The Germans waged their war for a “place in the sun” with unbridled ferocity. In the first two months of the conflict, their soldiers shot 6,000 Belgian and French civilians—men, women, old and young alike—in retaliation for nonexistent guerrilla attacks. Thereafter, they pursued the conflict with extreme ruthlessness. Under the guise of “military necessity,” they confiscated much of the food of any territory they conquered, introducing the specter of mass starvation in Belgium, Luxembourg, northern France, and the Balkans. They advised the Turks on committing genocide against the Armenians. They introduced unrestricted submarine warfare, chemical weaponry, and strategic bombing to the conduct of war, and they dreamed up megalomaniacal plans for national expansion after they had won the war.

Of course, the Germans did not win the war. Nor, for that matter, did the Italians. The former collapsed after winning spectacular tactical victories in the first half of 1918—the result of a national strategy that in 1914 had pitted the Central Powers’ population of 130 million against the Entente, which had a population of 765 million. Encapsulating the German view of numbers, a pastor in East Prussia thundered: “Nations are not numbers and God is not bound by the laws of arithmetic.”

The war may have been close-run, but the end was not surprising—except to most Germans. Knox writes that even before Hitler began his ascent to power, most people in the center and the right had accepted the myth that Germany’s defeat had come at the hands of the Jews and the Communists rather than as a result of the devastating victories won by Allied armies on the western front from July to November 1918.

The Italians had been on the winning side, but they had not won the war. For all the dreams of nationalist leaders, Italy’s paltry gains at the peace table paled before the suffering that resulted from 600,000 dead and the devastation inflicted on northern Italy by the Austro-German Caporetto offensive in late 1917. The similarity between the two nations lay in the profound disillusionment both societies experienced after the war. That disillusionment exacerbated the deep divisions so carefully delineated in the first half of Knox’s book, and served to drive a great many to the right to escape the bogeyman raised when Vladimir Lenin’s Bolsheviks seized power in Russia.

What was also so vastly different in the reaction of the Germans and Italians from that of the French and the British was their acceptance, in fact their embrace, of war as an ennobling and inspiring experience. Ernst Jünger’s ferocious account of his experiences as a frontline storm troop officer on the western front, where he had been wounded numerous times and earned the Orden Pour Le Mérite, was far more typical of the German reaction to the war than Erich Maria Remarque’s antiwar novel, All Quiet on the Western Front.

From the first, Hitler’s message to the German people was that there would be war, and only the most obtuse could have believed anything else.

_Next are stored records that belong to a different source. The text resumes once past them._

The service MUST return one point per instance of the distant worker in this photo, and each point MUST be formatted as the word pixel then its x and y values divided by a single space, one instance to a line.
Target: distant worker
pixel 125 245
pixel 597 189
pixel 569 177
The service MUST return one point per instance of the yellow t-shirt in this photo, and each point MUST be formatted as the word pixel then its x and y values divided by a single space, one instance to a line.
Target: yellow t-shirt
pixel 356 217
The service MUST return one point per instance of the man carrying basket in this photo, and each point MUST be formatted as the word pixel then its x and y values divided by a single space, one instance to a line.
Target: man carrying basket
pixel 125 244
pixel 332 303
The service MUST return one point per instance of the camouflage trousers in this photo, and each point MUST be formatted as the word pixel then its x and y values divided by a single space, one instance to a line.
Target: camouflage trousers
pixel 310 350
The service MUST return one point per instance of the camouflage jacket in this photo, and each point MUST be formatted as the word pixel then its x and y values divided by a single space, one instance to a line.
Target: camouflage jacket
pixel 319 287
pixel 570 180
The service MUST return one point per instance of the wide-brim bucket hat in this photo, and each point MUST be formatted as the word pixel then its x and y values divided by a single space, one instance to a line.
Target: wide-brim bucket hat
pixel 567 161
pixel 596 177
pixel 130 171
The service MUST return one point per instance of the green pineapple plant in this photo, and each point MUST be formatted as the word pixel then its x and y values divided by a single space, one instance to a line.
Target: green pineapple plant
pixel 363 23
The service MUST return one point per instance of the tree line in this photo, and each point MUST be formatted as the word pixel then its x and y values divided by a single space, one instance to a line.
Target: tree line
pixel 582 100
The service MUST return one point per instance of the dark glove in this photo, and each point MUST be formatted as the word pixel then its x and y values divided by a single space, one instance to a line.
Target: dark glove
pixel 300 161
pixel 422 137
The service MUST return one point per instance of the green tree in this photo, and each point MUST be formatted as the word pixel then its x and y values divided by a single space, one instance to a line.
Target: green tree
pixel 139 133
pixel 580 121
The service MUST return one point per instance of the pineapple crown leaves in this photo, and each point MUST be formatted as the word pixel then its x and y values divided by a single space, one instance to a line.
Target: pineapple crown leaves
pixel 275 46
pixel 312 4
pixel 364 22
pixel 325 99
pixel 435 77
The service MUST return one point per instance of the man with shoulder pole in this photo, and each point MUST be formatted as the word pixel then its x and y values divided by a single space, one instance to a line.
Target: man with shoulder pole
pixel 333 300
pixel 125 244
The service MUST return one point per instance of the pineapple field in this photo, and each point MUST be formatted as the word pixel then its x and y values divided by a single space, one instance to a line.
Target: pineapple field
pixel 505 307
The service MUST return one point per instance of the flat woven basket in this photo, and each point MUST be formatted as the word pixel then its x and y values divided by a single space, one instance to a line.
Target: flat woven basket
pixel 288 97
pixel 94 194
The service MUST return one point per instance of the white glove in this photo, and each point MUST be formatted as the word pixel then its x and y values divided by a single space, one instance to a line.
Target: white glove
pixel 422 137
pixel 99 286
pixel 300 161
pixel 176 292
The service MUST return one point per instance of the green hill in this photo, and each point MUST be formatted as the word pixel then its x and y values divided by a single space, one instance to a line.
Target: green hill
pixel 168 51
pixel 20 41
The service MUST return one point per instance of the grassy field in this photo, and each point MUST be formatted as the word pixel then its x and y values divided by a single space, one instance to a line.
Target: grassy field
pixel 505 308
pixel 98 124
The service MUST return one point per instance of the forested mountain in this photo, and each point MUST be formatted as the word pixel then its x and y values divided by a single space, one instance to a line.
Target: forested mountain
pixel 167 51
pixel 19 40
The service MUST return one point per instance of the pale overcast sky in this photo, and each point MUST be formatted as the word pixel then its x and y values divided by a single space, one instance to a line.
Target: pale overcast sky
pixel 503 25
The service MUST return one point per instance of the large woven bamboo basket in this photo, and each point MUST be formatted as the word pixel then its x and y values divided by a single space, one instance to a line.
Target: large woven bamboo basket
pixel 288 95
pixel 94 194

In a speech in November 1930, in front of a crowd that ranged upward of 7,000, he announced what he would repeat again and again throughout his electioneering travels in Germany: “When today so many preach that we are entering the age of peace, I can only say: my dear fellows, you have badly misinterpreted the horoscope of the age, for it points not to peace but to war as never before.” A man who said what he meant, Hitler was to launch the most catastrophic war in history less than a decade later.

To the Threshold of Power makes an extraordinary contribution to our knowledge about the intellectual, ideological, and social forces that brought Mussolini and Hitler to power.

As with Gerhard Weinberg’s brilliant examination of the strategic framework of World War II, Knox’s work represents the definitive study of the creation of these two tyrannies. We can only eagerly await his next volume on how ideology, politics, and leadership contributed to the formation of German and Italian strategy in the run up to World War II and to their conduct of that war.